Jacques: DeVos promotes K-12 block grants, school choice in budget
Education Secretary Betsy DeVos is furthering her self-proclaimed mission of working herself out of a job.
As part of the Trump administration’s 2021 budget, released today, DeVos is laying out several ways to get the federal government less involved in governing education. Given the great cost to run the U.S. Education Department — and the lack of results — DeVos’ aim is a worthy one.
Since its inception 40 years ago, the department has consumed $2 trillion from taxpayers, while student performance has flat-lined.
It has been successful, however, in creating a huge bureaucracy that has ultimately caused headaches for schools as they jump through hoops to receive federal funding, which is typically about 10% of state education budgets.
This is part of the problem DeVos seeks to address.
The latest education budget, as have previous ones under President Donald Trump, seeks to trim department expenses. The $66.6 billion Education Department budget proposal is a $6 billion cut from current levels.
The department is calling the president’s budget request a “transformative, student-first budget (that) prioritizes improving student achievement, reducing the outsized federal role in education, and returning control over education decisions to whom it belongs — state and local leaders, teachers, parents and students.”
The budget proposal focuses on:
►Empowering states to meet the needs of students: The budget calls for consolidating nearly all K-12 formula and competitive grant programs into one $19.4 billion program called the Elementary and Secondary Education for the Disadvantaged Block Grant.
This would be a significant change to how money is currently allocated, and the department says it would give more control to the states and school districts by allowing them to “spend federal funds the way they see fit to best support their most disadvantaged students.”

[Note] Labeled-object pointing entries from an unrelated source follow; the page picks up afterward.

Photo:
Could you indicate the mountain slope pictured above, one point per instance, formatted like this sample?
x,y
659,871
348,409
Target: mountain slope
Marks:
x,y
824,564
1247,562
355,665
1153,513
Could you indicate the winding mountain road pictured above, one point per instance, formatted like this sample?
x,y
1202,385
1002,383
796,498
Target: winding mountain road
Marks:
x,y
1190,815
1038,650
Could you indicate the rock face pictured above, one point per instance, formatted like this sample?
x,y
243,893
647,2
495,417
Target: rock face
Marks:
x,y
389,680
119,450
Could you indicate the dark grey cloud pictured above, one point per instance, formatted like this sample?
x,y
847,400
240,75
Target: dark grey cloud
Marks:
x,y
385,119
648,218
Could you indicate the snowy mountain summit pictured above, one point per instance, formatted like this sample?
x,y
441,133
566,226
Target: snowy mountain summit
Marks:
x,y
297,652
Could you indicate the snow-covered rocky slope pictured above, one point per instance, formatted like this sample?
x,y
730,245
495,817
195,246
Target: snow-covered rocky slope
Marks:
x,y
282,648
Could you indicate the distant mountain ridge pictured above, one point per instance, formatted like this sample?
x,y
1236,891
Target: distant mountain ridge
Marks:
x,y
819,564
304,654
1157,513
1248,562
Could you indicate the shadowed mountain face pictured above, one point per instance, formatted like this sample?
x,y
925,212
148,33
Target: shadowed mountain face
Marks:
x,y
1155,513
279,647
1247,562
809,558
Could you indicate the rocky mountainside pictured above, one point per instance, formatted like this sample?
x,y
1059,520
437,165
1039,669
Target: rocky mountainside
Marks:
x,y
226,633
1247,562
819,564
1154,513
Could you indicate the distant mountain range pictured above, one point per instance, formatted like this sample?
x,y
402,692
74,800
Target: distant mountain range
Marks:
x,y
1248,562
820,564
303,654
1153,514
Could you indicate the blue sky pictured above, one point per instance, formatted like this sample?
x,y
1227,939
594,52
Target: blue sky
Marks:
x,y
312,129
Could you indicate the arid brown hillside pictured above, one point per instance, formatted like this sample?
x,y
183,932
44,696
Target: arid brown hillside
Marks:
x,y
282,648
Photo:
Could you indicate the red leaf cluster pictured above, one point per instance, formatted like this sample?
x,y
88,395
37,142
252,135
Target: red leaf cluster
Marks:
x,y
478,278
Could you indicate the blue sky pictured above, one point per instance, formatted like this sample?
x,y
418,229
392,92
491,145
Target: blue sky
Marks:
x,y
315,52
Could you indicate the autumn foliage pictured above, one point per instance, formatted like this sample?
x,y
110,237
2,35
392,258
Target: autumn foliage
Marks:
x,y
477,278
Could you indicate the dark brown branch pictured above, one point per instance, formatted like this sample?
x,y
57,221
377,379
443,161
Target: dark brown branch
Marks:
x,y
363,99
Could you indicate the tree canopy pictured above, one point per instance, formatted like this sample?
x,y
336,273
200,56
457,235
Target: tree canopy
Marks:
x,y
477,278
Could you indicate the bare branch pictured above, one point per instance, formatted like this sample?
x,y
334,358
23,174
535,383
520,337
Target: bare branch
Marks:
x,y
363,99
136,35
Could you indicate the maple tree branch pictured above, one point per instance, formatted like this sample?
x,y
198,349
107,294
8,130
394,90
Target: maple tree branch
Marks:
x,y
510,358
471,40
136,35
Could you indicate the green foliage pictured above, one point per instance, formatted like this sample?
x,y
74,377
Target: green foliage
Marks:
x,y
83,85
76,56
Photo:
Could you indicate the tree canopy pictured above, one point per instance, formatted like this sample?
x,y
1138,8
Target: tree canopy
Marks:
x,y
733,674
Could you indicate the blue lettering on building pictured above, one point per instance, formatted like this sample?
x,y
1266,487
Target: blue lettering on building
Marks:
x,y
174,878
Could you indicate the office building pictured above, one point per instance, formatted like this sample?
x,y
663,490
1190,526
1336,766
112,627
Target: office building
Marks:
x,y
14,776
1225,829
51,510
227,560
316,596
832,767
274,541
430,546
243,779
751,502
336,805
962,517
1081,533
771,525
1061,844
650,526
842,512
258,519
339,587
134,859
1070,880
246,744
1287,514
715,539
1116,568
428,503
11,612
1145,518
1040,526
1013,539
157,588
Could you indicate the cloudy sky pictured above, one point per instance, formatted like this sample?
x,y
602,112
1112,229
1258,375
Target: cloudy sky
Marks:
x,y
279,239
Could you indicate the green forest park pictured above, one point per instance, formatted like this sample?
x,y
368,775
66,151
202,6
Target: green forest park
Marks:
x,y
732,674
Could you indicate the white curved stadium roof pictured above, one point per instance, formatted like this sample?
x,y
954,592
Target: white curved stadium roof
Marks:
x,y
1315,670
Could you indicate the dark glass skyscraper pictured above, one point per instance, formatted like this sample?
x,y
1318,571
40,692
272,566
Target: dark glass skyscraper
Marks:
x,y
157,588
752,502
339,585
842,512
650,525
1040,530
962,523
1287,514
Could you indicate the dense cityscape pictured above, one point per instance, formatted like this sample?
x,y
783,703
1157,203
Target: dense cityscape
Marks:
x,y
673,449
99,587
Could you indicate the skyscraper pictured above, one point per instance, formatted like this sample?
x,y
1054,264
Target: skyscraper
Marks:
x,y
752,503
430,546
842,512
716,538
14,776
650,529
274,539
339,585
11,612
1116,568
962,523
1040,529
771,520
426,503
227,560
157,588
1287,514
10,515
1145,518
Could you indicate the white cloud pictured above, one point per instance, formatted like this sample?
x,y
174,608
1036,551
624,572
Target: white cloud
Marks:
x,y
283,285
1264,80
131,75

►Expanding education freedom for students: Education Freedom Scholarships would “provide up to $5 billion in additional education funding to help more than 1 million students across the country find their education fit,” the department states. This is a program first proposed a year ago, and one which is a top priority for DeVos, a huge proponent of school choice. Under the plan, states could create tax credit scholarships, funded by private donations.
Trump highlighted the proposal in the State of the Union address last week, calling attention to Janiyah Davis, a Philadelphia student who had been on the waitlist for a similar program in her state. During the speech, Trump informed her she would be receiving a scholarship to attend the school of her choice. That scholarship, it turns out, will be funded by DeVos who donates her federal salary to charity each year.
►Transforming federal student aid: DeVos first discussed her idea of making Federal Student Aid a standalone government entity at a speech in December. That idea is continued in the budget, which requests “continued modernization of all aspects of student aid, including a call for an evaluation of FSA as a separate organization, with reformed governance.”
In addition, the budget proposes consolidating the federal student loan and student loan repayment programs, “establishing reasonable annual and lifetime limits on those loans, and providing higher education institutions more flexibility to help students avoid overborrowing.”
►Increasing career and technical education opportunities for students: This is an area of the budget that seeks to increase federal involvement. The proposal would significantly hike funding by $900 million for career and technical education.
While there is a good case to be made for expanding skilled trades programs, this is better handled at the state level. And given the quickly skyrocketing federal debt, the government must trim costs everywhere it can.
Of course, Congress has to sign on to the budget, which House Democrats are not likely to do. But even Democrats should appreciate what DeVos is trying to do with the block grants. That aspect of her proposal deserves the most attention.